Tumour bleeding: Efficacy and outcome of haemostatic radiotherapy

Pawan Kumar1 , Kartick Rastogi1 , Rohitashwa Dana1 , Amrita Rakesh2 , Subhash Chand Bairwa1 , Sandeep Bhaskar1
1 Department of Radiotherapy, SMS Hospital, Jaipur, Rajasthan, India
2 Department of Radiation Oncology, Bhagwan Mahaveer Cancer Hospital and Research Centre, Jaipur, Rajasthan, India

Corresponding Author:
Kartick Rastogi
Department of Radiotherapy, SMS Hospital, Jaipur, Rajasthan
India
atc9atc9@gmail.com
Published: 15-Dec-2020
How to cite this article:
Kumar P, Rastogi K, Dana R, Rakesh A, Bairwa SC, Bhaskar S. Tumour bleeding: Efficacy and outcome of haemostatic radiotherapy. Natl Med J India 2019;32:342-344
Copyright: (C)2019 The National Medical Journal of India

Abstract

Background. Management of tumour bleeding remains a challenge in oncology. With a number of methods available, radiotherapy still holds a crucial place. There are no standard guidelines for dose fractionation of haemostatic radiotherapy (HRT), and it varies from case to case. We aimed to study the effectiveness of HRT.
Methods. We retrospectively analysed the effectiveness of HRT in 70 patients in terms of control of bleeding and overall survival, who presented to us with advanced cancers from July 2014 to June 2017.
Results. The median age was 48 (range 23–76) years, and male to female ratio was 2.18:1. The most common malignancy encountered was lung and gynaecological (both 17.1%). Stage IV was the most common stage (48.6%) of the primary tumour. The site of bleeding was the primary tumour in 50 (71.4%) patients, whereas fungating regional nodes were the cause in the remaining. The median duration between initial diagnosis and HRT was 5 (range 0–19) months. Seventeen patients (24.3%) had a history of prior radiotherapy. Fifty-one patients (72.8%) required at least 1 unit of blood transfusion. Hypofractionated HRT schedules were used in all patients with the most common being 30 Gy in 10 daily fractions for 5 days a week (18, 25.7%). At the end of HRT, bleeding was effectively controlled in 53 patients (75.7%). The median survival was 13 (range 1–26) months. The 1- and 2-year survival rates were 55.7% and 4.3%, respectively.
Conclusions. HRT is safe and effective in achieving haemostasis in advanced tumours presenting with bleeding from either the primary or the regional lymph nodes. Although optimal dose fractionation has not yet established, hypofractionated radiotherapy is preferred, with the total dose depending on several factors. However, the overall prognosis remains poor.

Introduction

Tumour bleeding continues to pose a challenge in oncology, occurring in up to 10% of patients with advanced cancer.[1] It can present in different ways; it usually occurs in gynaecological malignancies (vaginal bleeding), lung cancer (haemoptysis), urinary bladder cancer (haematuria), gastrointestinal cancers (haematemesis and rectal bleeding) and cancers of the oral cavity (oral bleeding). Bleeding may also occur from fungating lymph nodes in the cervical, axillary and inguinal regions; as well as breast cancer. Bleeding is sometimes substantial to warrant emergency treatment. Depending on the severity of bleeding a number of methods can be used.[1] It may be treated with local modalities such as compression bandage, dressings, styptics (adrenaline), radiotherapy, endoscopic ligation and coagulation and transcutaneous arterial embolization; as well as systemic agents such as haemocoagulants (vitamin K, ethamsylate, botropase), antifibrinolytic agents (tranexamic acid and aminocaproic acid), blood-forming agents (erythro- poietin) and blood products (whole blood, packed red cells, platelets, fresh frozen plasma, etc.). Whatever the method used, once bleeding occurs the outcome is almost always poor irrespective of the site as it usually indicates an advanced form of the disease.

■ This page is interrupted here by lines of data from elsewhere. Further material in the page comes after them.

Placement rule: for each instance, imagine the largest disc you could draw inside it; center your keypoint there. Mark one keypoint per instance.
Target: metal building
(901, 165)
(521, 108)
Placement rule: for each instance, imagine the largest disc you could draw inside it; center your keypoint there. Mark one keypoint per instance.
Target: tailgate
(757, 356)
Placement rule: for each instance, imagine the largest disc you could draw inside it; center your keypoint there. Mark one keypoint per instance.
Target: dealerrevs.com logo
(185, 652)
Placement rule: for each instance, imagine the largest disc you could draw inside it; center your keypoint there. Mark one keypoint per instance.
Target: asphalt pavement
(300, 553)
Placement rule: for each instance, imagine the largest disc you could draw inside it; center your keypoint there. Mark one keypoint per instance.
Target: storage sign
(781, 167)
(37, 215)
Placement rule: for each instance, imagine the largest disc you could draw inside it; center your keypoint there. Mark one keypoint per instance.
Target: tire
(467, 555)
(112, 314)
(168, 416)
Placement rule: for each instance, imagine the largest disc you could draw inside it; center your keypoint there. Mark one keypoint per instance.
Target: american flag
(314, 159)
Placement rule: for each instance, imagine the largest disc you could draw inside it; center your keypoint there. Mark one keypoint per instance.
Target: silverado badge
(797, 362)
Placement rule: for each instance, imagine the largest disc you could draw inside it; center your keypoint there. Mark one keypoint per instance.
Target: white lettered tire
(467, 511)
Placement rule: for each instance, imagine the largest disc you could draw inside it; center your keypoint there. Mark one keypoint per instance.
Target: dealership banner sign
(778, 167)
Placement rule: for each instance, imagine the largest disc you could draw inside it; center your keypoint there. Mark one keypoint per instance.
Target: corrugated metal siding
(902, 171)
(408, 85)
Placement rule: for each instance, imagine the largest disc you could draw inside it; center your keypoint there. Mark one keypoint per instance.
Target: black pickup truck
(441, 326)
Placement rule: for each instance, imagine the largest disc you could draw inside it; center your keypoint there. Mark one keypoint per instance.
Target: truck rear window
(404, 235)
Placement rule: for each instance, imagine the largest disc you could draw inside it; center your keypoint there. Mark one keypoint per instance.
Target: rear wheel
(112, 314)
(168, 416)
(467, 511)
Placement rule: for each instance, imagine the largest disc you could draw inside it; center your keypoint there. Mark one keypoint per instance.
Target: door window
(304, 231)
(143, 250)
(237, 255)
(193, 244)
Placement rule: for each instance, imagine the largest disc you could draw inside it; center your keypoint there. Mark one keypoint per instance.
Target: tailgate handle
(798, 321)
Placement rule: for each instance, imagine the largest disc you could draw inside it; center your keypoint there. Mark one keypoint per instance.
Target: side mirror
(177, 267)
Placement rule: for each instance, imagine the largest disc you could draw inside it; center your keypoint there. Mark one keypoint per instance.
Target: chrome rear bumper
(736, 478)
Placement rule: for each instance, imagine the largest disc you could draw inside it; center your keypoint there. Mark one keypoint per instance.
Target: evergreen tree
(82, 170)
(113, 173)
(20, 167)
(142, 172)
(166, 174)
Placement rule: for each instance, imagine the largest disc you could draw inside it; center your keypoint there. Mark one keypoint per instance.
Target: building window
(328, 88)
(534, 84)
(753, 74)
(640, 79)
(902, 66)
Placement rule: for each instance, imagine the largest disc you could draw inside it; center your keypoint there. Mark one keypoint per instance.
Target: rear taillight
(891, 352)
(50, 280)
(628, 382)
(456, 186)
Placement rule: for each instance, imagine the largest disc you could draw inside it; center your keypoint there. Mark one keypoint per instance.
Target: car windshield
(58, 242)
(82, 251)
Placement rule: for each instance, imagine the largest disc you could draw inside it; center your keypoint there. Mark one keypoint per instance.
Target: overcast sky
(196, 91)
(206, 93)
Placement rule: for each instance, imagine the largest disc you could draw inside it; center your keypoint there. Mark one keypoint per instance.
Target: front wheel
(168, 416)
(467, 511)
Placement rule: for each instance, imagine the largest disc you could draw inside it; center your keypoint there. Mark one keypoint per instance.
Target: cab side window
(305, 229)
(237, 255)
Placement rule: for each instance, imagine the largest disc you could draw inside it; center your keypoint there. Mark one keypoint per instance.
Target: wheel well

Radiotherapy has been used for years to achieve haemostasis in bleeding malignancies. It is applied locally to the affected area with minimum margins, as the primary intention is to control bleeding. The most common form for this purpose is external beam radiotherapy (where the source remains away from the body). However, brachytherapy (i.e. application of the source near the tumour inside the body) is another option for gynaecological, oesophageal and bronchial malignancies presenting with bleeding.[2] In spite of the widespread use of HRT, the optimal radiation doses and fractionation schedules still remain controversial. There are no standard guidelines for HRT; it not only varies from one institution to another but also from one site to the other. HRT is mostly used as an emergency measure in patients who present with life-threatening bleeding. HRT appears to have a rapid effect but of limited duration and the outcome in such patients is almost always poor.

Methods

We did a retrospective study of patients treated with HRT from July 2014 to June 2017 on a telecobalt machine. We collected and analysed various patient-, tumour- and treatment-related factors. A total of 70 patients were included. HRT dose and number of fractions varied from patient to patient, but hypofractionated schedules, i.e. larger dose per fraction delivered over a short span of time (usually 1–2 weeks) was used in all the cases. The primary end-point of the study was control of bleeding. The secondary end-point was overall survival, defined as the time from receiving the first fraction of HRT to death from any cause or the last follow-up date. All data were reported in absolute and percentage values. Chi-square test was used for categorical data. Survival curves were calculated using the Kaplan–Meier method using XLSTAT software version 2017 for Windows (Addinsoft, New York, USA).

Results

The median age of the patients was 48 (range 23–76) years, and male to female ratio was 2.18:1. The most common primary site was the lung (17.1%) and the most common symptom was bleeding from the lesion (37.2%). The most common stage (48.6%) of the primary tumour was IV; the stage was not documented in 11.4% of patients. The site of bleeding was the primary tumour in 50 (71.4%) patients and fungating regional lymph nodes in the remaining [Table - 1].

Table 1: Patient and tumour characteristics

The median duration between the initial diagnosis of the tumour and application of HRT was 5 (range 0–19) months. Seventeen (24%) of the patients had a history of prior radiotherapy at the same site, with the median duration between the last dose of initial radiation and HRT of 7 (range 3–14) months. About 73% of the patients required at least 1 unit of blood transfusion. The most common HRT schedule used was 30 Gy in 10 daily fractions (25.7%), followed by 25 Gy in 4 weekly fractions (22.8%). At the end of HRT, bleeding was effectively controlled in 53 (75.7%) patients [Table - 2].

Table 2: Treatment characteristics

The median survival was 13 (range 1–26) months [Figure - 1]. The 1- and 2-year survival rates were 55.7% and 4.3%, respectively. None of the factors were significantly associated with the outcome.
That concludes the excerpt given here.